Most of the Trojans’ opponents in the Metropolitan Interscholastic Conference also play on their schools’ turf football fields. Carmel is the only one of those schools with a separate artificial surface for soccer.

Center Grove’s board approved the move to turf due in large part to the challenges the school had faced in recent years in maintaining the grass field. More than 50 games have been canceled in the past 13 years, though many of those were due to the weather at game time, Conrad said.

The school district was spending an average of $28,000 a year to keep the varsity pitch playable.

“I think they spent over $15,000 in grass seed just last year,” said Center Grove boys soccer coach Jameson McLaughlin, who had been pushing for a switch to turf for several years. “When you start to add that up year after year, it just makes more sense to put (turf) in.”

The estimated yearly maintenance cost for the new turf will be about $250 — the amount that the school currently pays to apply two coats of disinfectant and vacuum five times per year on its turf football field. The soccer field turf would have a warranty for eight years and is expected to last 10 and 12 years, Conrad said.

The cost of turf is greater than the maintenance costs for a grass field, but the major benefit of that cost is that the school and the community will be able to get much more use out of the artificial field, Center Grove athletics director Jon Zwitt said.

“It’s not going to save you any money at all,” Zwitt said. “But the fact that now we can use it for 1,000 hours a year versus 66 hours a year, that’s the difference.”

Before artificial turf was installed on the football field, that grass surface was only able to be used for 66 hours a year — one hour a week for the band, a weekly Thursday walk-through for the football team, and home games, Zwitt said.

Now, that turf surface is used regularly throughout the year, not only for football, band and track when those activities are in season but also for offseason conditioning workouts.

The grass soccer field had become so delicate in recent seasons that neither the boys nor the girls were allowed to practice on it.
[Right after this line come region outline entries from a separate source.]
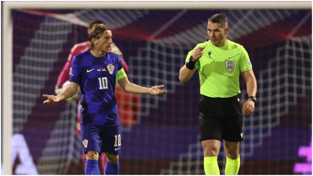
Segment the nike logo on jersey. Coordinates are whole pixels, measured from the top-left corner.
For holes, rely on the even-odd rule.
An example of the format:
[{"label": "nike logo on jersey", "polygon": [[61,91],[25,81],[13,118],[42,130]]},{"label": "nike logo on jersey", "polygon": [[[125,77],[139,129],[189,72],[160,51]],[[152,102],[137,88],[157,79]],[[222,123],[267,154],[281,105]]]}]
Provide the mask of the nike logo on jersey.
[{"label": "nike logo on jersey", "polygon": [[89,70],[88,69],[87,69],[87,73],[89,73],[90,71],[92,71],[94,70],[95,70],[95,69],[92,69],[90,70]]}]

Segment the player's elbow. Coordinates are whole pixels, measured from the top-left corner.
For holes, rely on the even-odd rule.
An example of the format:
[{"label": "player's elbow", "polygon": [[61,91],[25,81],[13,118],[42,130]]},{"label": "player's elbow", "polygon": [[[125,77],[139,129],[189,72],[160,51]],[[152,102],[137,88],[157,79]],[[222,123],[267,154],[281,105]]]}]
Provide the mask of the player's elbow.
[{"label": "player's elbow", "polygon": [[188,79],[181,75],[179,75],[179,80],[182,82],[186,82],[188,80]]}]

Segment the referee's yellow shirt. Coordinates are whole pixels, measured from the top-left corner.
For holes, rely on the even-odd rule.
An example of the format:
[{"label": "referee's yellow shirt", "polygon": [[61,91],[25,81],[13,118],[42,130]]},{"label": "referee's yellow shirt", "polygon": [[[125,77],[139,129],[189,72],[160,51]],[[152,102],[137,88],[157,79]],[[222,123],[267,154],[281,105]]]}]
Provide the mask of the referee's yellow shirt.
[{"label": "referee's yellow shirt", "polygon": [[223,46],[217,47],[209,40],[197,44],[188,53],[186,62],[195,49],[203,46],[203,55],[195,66],[199,72],[200,94],[209,97],[228,98],[240,93],[239,74],[252,69],[244,48],[229,40]]}]

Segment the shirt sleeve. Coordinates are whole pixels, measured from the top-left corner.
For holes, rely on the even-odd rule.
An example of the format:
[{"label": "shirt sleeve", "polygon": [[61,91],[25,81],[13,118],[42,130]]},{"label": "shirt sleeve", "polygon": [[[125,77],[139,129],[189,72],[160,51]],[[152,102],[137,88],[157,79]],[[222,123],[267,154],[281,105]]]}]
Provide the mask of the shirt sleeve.
[{"label": "shirt sleeve", "polygon": [[[188,53],[188,54],[187,55],[187,57],[186,57],[186,59],[185,60],[185,63],[187,63],[187,61],[188,61],[188,60],[189,60],[191,56],[192,55],[192,54],[193,54],[193,52],[194,52],[195,49],[199,46],[202,47],[203,46],[203,45],[202,44],[197,44],[197,46],[195,47],[195,48],[193,49],[190,51],[189,53]],[[198,67],[199,67],[199,60],[197,60],[197,62],[196,63],[196,65],[195,65],[195,67],[198,69]]]},{"label": "shirt sleeve", "polygon": [[239,68],[240,72],[243,72],[248,70],[252,70],[252,65],[250,61],[250,59],[249,58],[248,53],[246,51],[244,48],[242,46],[241,54],[240,55],[240,64],[239,65]]},{"label": "shirt sleeve", "polygon": [[78,84],[81,80],[81,70],[80,64],[76,56],[74,56],[72,62],[72,65],[69,68],[70,81],[75,82]]}]

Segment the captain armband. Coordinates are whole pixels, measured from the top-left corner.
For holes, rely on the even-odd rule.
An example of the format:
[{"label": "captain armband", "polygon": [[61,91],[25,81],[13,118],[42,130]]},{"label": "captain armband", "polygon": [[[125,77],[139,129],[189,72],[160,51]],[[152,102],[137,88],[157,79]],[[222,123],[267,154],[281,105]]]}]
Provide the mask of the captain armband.
[{"label": "captain armband", "polygon": [[188,61],[186,63],[186,67],[189,70],[193,70],[193,69],[195,68],[196,63],[197,63],[197,61],[193,61],[191,59],[192,57],[192,56],[191,56],[190,58],[189,58]]}]

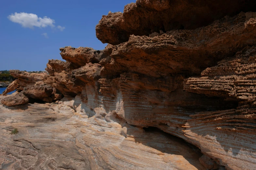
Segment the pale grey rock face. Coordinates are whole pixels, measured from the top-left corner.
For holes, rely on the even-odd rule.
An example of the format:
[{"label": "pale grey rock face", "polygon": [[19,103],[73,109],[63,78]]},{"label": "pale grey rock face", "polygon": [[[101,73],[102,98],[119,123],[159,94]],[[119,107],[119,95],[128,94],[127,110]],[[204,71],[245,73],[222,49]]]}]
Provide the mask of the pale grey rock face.
[{"label": "pale grey rock face", "polygon": [[0,105],[0,168],[206,169],[199,150],[178,138],[145,132],[113,112],[102,115],[100,107],[85,118],[82,104],[77,97],[47,105]]},{"label": "pale grey rock face", "polygon": [[[108,26],[128,22],[122,18],[125,15],[136,19],[132,11],[138,7],[142,12],[151,8],[154,14],[172,7],[174,1],[161,2],[138,0],[126,7],[123,15],[104,16],[97,36],[111,37],[108,29],[115,27]],[[220,169],[255,169],[256,13],[236,15],[195,29],[160,30],[149,36],[122,32],[121,38],[123,33],[128,36],[121,39],[124,42],[103,50],[61,48],[67,61],[49,60],[49,75],[11,70],[19,80],[17,89],[26,97],[58,101],[3,106],[3,117],[7,116],[3,129],[21,129],[6,143],[28,141],[24,142],[39,155],[29,164],[35,169],[204,169],[217,164]],[[110,33],[118,34],[116,30]],[[110,39],[112,44],[120,43],[116,38]],[[23,111],[13,115],[13,121],[5,114],[18,109]],[[152,127],[185,142],[143,129]],[[8,155],[9,146],[5,147]],[[10,164],[25,167],[17,160]]]}]

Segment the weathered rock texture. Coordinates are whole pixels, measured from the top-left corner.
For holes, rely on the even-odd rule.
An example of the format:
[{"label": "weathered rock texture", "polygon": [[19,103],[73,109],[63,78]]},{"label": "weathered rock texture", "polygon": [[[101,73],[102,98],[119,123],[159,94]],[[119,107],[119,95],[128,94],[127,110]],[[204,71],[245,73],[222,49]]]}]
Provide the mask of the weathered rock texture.
[{"label": "weathered rock texture", "polygon": [[253,11],[253,0],[138,0],[125,7],[124,13],[110,12],[96,26],[103,43],[117,45],[130,35],[147,35],[160,31],[192,29],[205,26],[226,15]]},{"label": "weathered rock texture", "polygon": [[[38,163],[31,164],[36,169],[256,169],[256,13],[245,12],[255,7],[249,0],[142,0],[123,14],[103,16],[97,36],[112,44],[103,50],[61,48],[67,61],[49,60],[49,75],[10,72],[30,100],[56,101],[42,109],[56,114],[47,119],[65,115],[51,122],[53,136],[43,130],[31,135],[24,125],[26,133],[11,143],[32,144],[39,155]],[[27,105],[2,109],[30,111],[38,106]],[[37,114],[31,126],[41,128]],[[157,156],[152,149],[174,148],[162,143],[171,140],[162,140],[158,131],[147,135],[143,127],[181,138],[203,155],[177,146],[185,142],[180,141],[173,147],[176,155],[185,149],[195,160],[186,163],[169,151]],[[43,148],[45,143],[56,155]],[[141,144],[146,146],[142,151],[137,148]],[[59,158],[60,148],[68,151]],[[50,162],[43,161],[48,157]],[[13,165],[24,167],[16,161]]]},{"label": "weathered rock texture", "polygon": [[24,105],[28,103],[28,98],[24,94],[23,92],[18,94],[9,95],[1,100],[3,104],[8,106]]}]

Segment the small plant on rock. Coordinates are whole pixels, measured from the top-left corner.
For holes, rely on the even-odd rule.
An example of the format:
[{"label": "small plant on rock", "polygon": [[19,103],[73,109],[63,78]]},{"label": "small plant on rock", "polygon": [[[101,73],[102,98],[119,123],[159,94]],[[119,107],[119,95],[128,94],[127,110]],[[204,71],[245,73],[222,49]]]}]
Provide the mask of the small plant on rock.
[{"label": "small plant on rock", "polygon": [[15,128],[13,131],[11,131],[11,132],[10,134],[11,135],[14,135],[17,134],[18,132],[19,132],[19,131],[18,131],[18,129]]}]

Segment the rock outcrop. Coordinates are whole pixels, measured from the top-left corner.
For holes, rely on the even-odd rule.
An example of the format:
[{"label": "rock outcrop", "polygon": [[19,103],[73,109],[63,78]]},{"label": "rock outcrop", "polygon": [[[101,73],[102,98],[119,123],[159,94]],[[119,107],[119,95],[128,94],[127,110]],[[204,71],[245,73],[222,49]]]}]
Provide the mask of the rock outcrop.
[{"label": "rock outcrop", "polygon": [[[254,10],[255,3],[205,1],[138,0],[126,6],[123,13],[103,16],[96,27],[97,37],[110,44],[103,50],[61,48],[67,61],[49,60],[49,75],[10,71],[18,80],[8,89],[22,91],[17,95],[55,102],[40,105],[49,114],[43,119],[55,121],[54,114],[65,114],[51,126],[55,129],[56,124],[64,124],[68,130],[57,131],[62,133],[51,137],[63,141],[66,134],[68,141],[57,145],[52,138],[45,140],[50,140],[51,149],[72,144],[67,149],[76,155],[65,156],[69,159],[66,164],[54,154],[51,162],[44,162],[44,144],[32,139],[35,135],[26,134],[24,125],[24,133],[14,141],[29,141],[45,153],[37,160],[43,163],[31,166],[256,169],[256,13],[248,12]],[[3,104],[10,97],[6,97]],[[39,104],[29,105],[33,108]],[[36,123],[32,126],[36,126],[34,119]],[[154,135],[147,135],[152,129]],[[177,144],[166,146],[159,131],[193,144],[201,154]],[[40,140],[43,140],[47,133],[41,133]],[[170,139],[164,139],[168,143]],[[144,151],[137,152],[139,144],[146,146]],[[173,153],[163,149],[170,147],[185,158],[185,148],[196,160],[190,157],[188,164],[178,156],[181,159],[176,163]],[[144,159],[147,152],[152,157]],[[157,167],[156,160],[161,164]]]},{"label": "rock outcrop", "polygon": [[138,0],[126,5],[123,13],[111,12],[102,16],[96,36],[103,43],[116,45],[127,41],[131,35],[194,29],[255,7],[253,0]]},{"label": "rock outcrop", "polygon": [[13,106],[19,105],[24,105],[28,103],[28,98],[22,92],[15,95],[9,95],[1,100],[1,103],[7,106]]}]

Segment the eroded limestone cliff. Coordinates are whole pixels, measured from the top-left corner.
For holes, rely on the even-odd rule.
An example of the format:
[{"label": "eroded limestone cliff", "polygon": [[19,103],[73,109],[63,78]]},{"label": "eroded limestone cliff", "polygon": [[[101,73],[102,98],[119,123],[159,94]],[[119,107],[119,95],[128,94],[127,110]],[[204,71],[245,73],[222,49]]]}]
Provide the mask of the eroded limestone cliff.
[{"label": "eroded limestone cliff", "polygon": [[67,61],[49,60],[49,75],[11,70],[17,79],[4,94],[17,92],[0,101],[9,106],[1,158],[13,155],[4,165],[256,169],[255,3],[185,1],[138,0],[103,16],[103,50],[61,48]]}]

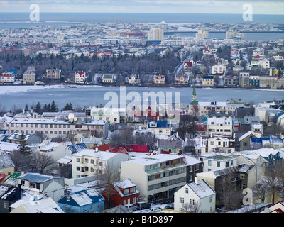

Practices are done on adjacent fields to minimize the wear and tear on the field. And even with those precautions being taken, the main field couldn’t regenerate enough grass during the offseason to remain playable throughout the fall.

“By the time sectionals rolled around, there was no grass on it,” head girls soccer coach Mike Bishop said. “It was just dirt, and it was lumpy at best.”

With turf, that won’t be an issue. McLaughlin and Bishop said that the surface will cover a large enough area — an estimated 280 feet by 405 feet — for the boys and girls teams to split the field and share it for practices when needed.

The field also can be used for lacrosse in the spring, as well as offseason soccer workouts. Officials added that the South Central Soccer Academy, which has a complex of natural grass fields in Bargersville, also will be able use the turf for tournaments when it’s available.

McLaughlin also is excited about being able to host additional activities that weren’t feasible before, such as an annual alumni game.

The change will also make the field more compatible with his team’s style of play, he said.

“We don’t put the ball in the air very much,” he said. “To have a field that has potholes in it doesn’t help the way we play at all.”